- Instantie Hof van Justitie
- Zaaknummer G.R. no. 14475
- Uitspraakdatum 15 april 2011
- Publicatiedatum 15 september 2022
- Rechtsgebied Civiel recht
-
Inhoudsindicatie
Argema heeft aangevoerd dat zij schade heeft geleden doordat de Minister van LVV in mei 2000 de Vereniging van Islamitische Slagers toch een vergunning heeft verleend om het slachthuis te [plaats 2] wederom te gaan exploiteren. De staat betwist dat zij aan Argema heeft toegezegd, althans bij haar de verwachting heeft gewekt dat zij het enige slachthuis zou zijn dat een vergunning zou krijgen. Gelet op deze betwisting wordt Argema, conform haar aanbod, in de gelegenheid gesteld bewijs te leveren als na te melden.
Daarnaast heeft de staat aangevoerd dat [plaats 2] eerst in augustus 2002 is heropend. Op dat moment verkeerde Argema al in betalingsproblemen. Gelet op deze omstandigheden acht het hof voorshands onvoldoende aannemelijk dat het produceren voor de lokale markt de betalingsproblemen van Argema had kunnen tegengaan, nu Argema de lening diende af te betalen door middel van deviezen, welke niet op de lokale markt kunnen worden gegenereerd. Argema dient dan ook, conform haar aanbod, bewijs te leveren van haar stelling dat zij door de heropening van het slachthuis te [plaats 2] schade heeft geleden. Uit proceseconomisch oogpunt wordt zij daartoe thans reeds in de gelegenheid gesteld.

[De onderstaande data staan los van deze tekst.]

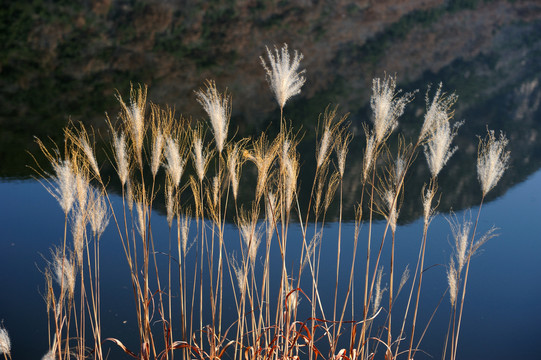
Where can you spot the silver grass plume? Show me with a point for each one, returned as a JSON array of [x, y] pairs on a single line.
[[234, 164], [283, 75], [200, 156], [461, 235], [311, 249], [262, 155], [341, 148], [404, 278], [98, 213], [491, 233], [378, 292], [290, 163], [64, 271], [271, 214], [134, 118], [428, 196], [386, 106], [64, 182], [157, 150], [78, 227], [5, 342], [392, 210], [50, 355], [169, 201], [436, 109], [141, 218], [492, 160], [369, 153], [185, 231], [452, 280], [175, 164], [239, 274], [438, 148], [218, 108], [324, 147], [130, 197], [82, 185], [121, 157], [89, 152]]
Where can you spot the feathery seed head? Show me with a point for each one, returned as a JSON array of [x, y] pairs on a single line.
[[185, 231], [121, 157], [84, 144], [200, 156], [239, 274], [218, 108], [283, 75], [175, 164], [438, 148], [141, 218], [428, 195], [323, 149], [133, 117], [83, 185], [234, 165], [461, 235], [5, 342], [311, 249], [78, 227], [169, 201], [98, 214], [342, 147], [437, 110], [64, 188], [378, 292], [369, 153], [50, 355], [452, 280], [64, 271], [272, 213], [386, 106], [492, 160], [404, 278], [392, 211], [157, 150], [250, 234]]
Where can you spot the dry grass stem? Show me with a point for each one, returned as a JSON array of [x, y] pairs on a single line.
[[284, 76], [492, 160]]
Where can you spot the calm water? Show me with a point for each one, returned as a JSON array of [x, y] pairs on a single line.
[[502, 310], [498, 84]]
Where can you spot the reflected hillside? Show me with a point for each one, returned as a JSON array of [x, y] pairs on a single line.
[[65, 61]]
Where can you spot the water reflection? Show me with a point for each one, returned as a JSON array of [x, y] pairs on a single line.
[[496, 76]]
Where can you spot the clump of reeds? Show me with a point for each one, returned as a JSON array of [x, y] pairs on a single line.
[[285, 318]]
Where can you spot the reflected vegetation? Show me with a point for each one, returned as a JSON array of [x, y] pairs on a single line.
[[72, 70]]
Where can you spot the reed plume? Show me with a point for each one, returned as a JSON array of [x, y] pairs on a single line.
[[133, 117], [386, 106], [437, 110], [121, 156], [284, 76], [438, 149], [492, 160], [218, 108]]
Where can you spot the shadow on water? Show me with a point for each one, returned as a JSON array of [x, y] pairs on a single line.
[[50, 74]]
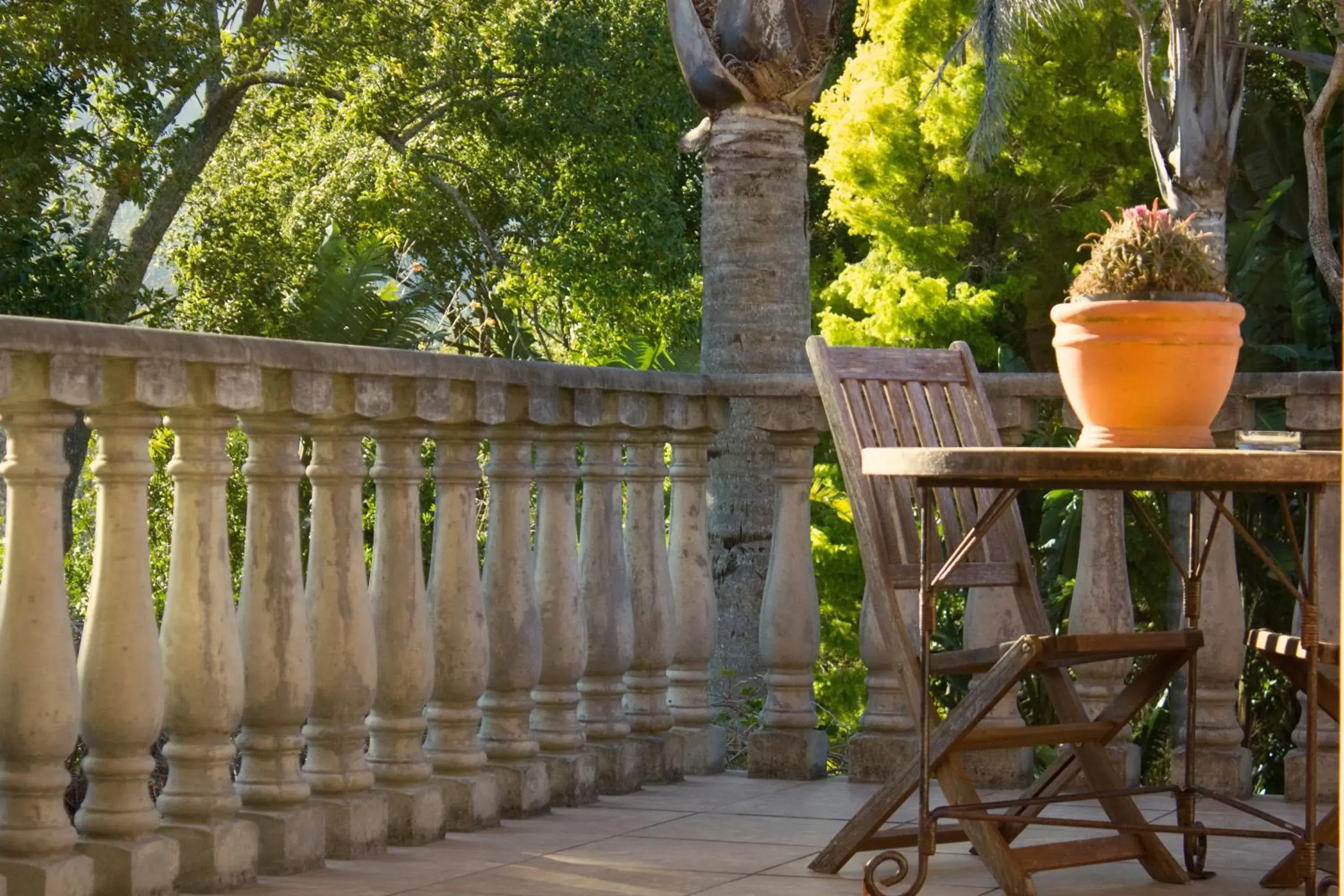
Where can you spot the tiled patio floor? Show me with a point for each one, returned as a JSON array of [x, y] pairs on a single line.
[[733, 836]]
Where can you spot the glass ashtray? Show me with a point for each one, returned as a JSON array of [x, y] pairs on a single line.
[[1269, 441]]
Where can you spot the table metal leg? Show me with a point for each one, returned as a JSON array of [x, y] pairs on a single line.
[[1193, 589], [1312, 644]]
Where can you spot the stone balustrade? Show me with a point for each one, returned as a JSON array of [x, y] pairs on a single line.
[[334, 710]]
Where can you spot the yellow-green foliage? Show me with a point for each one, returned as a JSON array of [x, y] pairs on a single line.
[[1000, 238], [906, 308]]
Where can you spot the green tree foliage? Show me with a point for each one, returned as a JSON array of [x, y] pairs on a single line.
[[522, 152], [116, 108], [1008, 233]]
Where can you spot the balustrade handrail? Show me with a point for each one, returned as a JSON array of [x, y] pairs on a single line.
[[111, 340]]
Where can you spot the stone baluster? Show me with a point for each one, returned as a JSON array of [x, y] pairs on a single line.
[[272, 617], [461, 642], [887, 738], [1103, 605], [203, 661], [39, 699], [611, 621], [646, 700], [121, 677], [405, 642], [1328, 601], [514, 622], [556, 722], [1223, 763], [791, 746], [340, 617], [695, 610]]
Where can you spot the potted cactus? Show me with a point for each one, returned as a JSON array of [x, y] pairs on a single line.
[[1147, 340]]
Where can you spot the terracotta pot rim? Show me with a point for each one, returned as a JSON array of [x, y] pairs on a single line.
[[1140, 310], [1152, 296]]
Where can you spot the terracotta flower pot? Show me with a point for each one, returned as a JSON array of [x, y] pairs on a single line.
[[1147, 374]]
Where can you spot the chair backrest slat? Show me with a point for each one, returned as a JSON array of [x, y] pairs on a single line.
[[929, 437], [909, 398], [922, 365]]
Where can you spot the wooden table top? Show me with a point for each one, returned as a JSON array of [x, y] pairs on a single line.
[[1147, 469]]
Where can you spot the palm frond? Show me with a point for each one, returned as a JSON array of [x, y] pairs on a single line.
[[996, 29]]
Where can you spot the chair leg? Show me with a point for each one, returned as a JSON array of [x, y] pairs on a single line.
[[1288, 872], [952, 777], [1158, 862], [987, 839]]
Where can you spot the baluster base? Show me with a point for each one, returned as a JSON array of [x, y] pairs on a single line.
[[877, 758], [1225, 770], [357, 825], [472, 801], [1128, 762], [525, 788], [788, 755], [659, 758], [705, 750], [617, 767], [292, 841], [1327, 774], [60, 876], [414, 814], [573, 778], [143, 867], [215, 857], [1000, 769]]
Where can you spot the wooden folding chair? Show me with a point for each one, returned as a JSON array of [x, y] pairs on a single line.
[[887, 398], [1287, 655]]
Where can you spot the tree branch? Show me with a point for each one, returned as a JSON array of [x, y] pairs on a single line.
[[1155, 109], [284, 80], [1318, 181], [455, 195]]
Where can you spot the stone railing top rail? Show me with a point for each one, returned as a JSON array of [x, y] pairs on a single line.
[[488, 390]]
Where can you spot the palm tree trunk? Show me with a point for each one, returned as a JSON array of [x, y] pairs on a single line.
[[757, 318]]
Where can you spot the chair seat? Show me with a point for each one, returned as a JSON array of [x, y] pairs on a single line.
[[1287, 645], [1070, 650]]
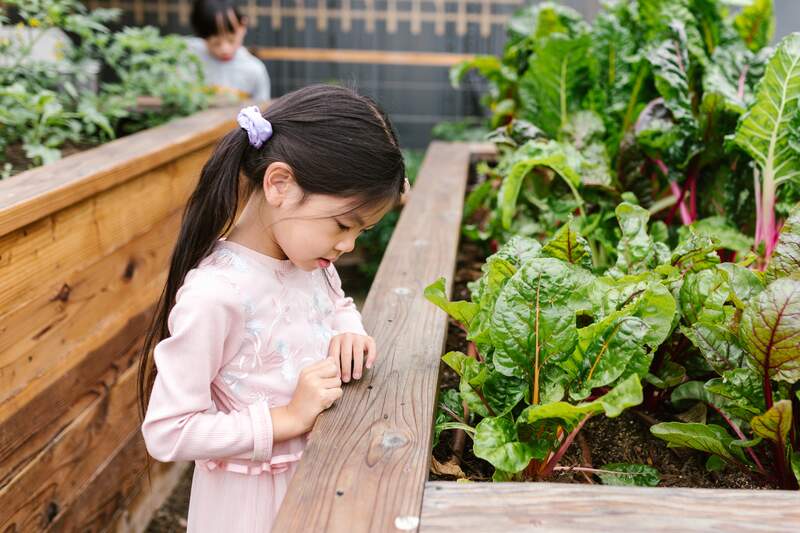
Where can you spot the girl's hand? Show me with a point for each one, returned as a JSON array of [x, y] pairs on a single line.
[[318, 386], [348, 351]]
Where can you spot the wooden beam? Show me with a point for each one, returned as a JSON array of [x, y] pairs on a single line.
[[368, 457], [525, 507], [39, 192], [379, 57]]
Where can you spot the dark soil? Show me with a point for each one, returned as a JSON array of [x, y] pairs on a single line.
[[602, 441], [171, 516]]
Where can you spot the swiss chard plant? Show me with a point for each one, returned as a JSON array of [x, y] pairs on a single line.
[[657, 101], [752, 343], [555, 344]]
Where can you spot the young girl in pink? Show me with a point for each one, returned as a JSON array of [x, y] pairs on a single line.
[[253, 336]]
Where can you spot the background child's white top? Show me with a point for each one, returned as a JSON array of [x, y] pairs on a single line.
[[244, 72]]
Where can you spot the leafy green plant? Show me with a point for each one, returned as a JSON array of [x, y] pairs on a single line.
[[556, 344], [637, 106], [753, 347], [46, 106]]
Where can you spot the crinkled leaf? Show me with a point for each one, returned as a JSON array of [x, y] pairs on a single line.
[[496, 441], [708, 438], [775, 423], [536, 307], [745, 284], [756, 24], [785, 259], [703, 296], [770, 330], [548, 87], [568, 245], [717, 343], [464, 311], [764, 130], [503, 393], [636, 251], [604, 352], [630, 475], [562, 158], [719, 229]]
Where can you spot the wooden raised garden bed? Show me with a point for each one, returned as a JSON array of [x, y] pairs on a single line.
[[367, 463], [84, 247]]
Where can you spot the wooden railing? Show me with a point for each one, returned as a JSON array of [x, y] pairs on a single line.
[[84, 247], [366, 467]]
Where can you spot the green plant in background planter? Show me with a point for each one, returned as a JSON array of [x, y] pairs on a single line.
[[46, 106], [555, 342], [657, 101]]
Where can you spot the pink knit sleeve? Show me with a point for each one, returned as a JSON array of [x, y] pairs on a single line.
[[206, 320], [348, 319]]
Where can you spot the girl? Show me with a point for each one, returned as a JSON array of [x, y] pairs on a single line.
[[259, 337], [233, 72]]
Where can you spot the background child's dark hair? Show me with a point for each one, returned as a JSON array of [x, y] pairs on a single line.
[[212, 17], [336, 142]]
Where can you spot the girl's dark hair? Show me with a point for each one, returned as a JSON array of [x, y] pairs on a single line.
[[211, 17], [335, 141]]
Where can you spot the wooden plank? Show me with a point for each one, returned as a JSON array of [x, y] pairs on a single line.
[[367, 458], [525, 507], [31, 428], [33, 256], [54, 479], [374, 57], [39, 192], [88, 304], [120, 496]]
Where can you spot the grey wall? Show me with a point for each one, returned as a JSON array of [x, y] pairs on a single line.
[[416, 97]]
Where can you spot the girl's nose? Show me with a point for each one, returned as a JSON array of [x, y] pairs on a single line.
[[346, 246]]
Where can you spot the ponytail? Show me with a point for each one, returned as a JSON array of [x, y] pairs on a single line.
[[209, 214]]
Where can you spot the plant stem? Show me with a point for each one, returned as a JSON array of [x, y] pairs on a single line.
[[739, 434], [547, 470]]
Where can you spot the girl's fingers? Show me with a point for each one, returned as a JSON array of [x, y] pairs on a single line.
[[372, 352], [334, 349], [346, 357], [358, 357], [331, 383]]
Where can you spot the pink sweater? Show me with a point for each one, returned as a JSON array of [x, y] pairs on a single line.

Argema voert voorts aan dat de staat haar heeft verboden te produceren voor de lokale markt, hetgeen de staat betwist. Zij wordt in de gelegenheid gesteld ook van deze stelling bewijs te leveren.
Uitspraak
HET HOF VAN JUSTITIE VAN SURINAME
In de zaak van
ARGEMA SLACHTHUIS N.V.,
gevestigd te [plaats 1],
appellante, hierna aangeduid als “Argema”,
gemachtigde: mr. A.R. Baarh, advocaat,
tegen
DE STAAT SURINAME,
zetelende te Paramaribo,
geïntimeerde, hierna aangeduid als “de staat”,
gemachtigde: mr. F.F.P. Truideman,
inzake het hoger beroep van het door de kantonrechter in het eerste kanton uitgesproken vonnis van 7 februari 2006 (A.R. 033907) tussen appellante als eiseres en geïntimeerde als gedaagde,
spreekt de fungerend president, in naam van de Republiek, het navolgende vonnis uit.
Het procesverloop
Het procesverloop blijkt uit de volgende stukken:
• de verklaring van de griffier waaruit blijkt dat Argema op 4 mei 2006 hoger beroep heeft ingesteld;
• pleidooi d.d. 19 maart 2010;
• antwoordpleidooi d.d. 16 april 2010;
• repliekpleidooi d.d. 15 oktober 2010;
• dupliekpleidooi d.d. 3 december 2010.
De beoordeling
1. Het gaat in deze zaak om het volgende.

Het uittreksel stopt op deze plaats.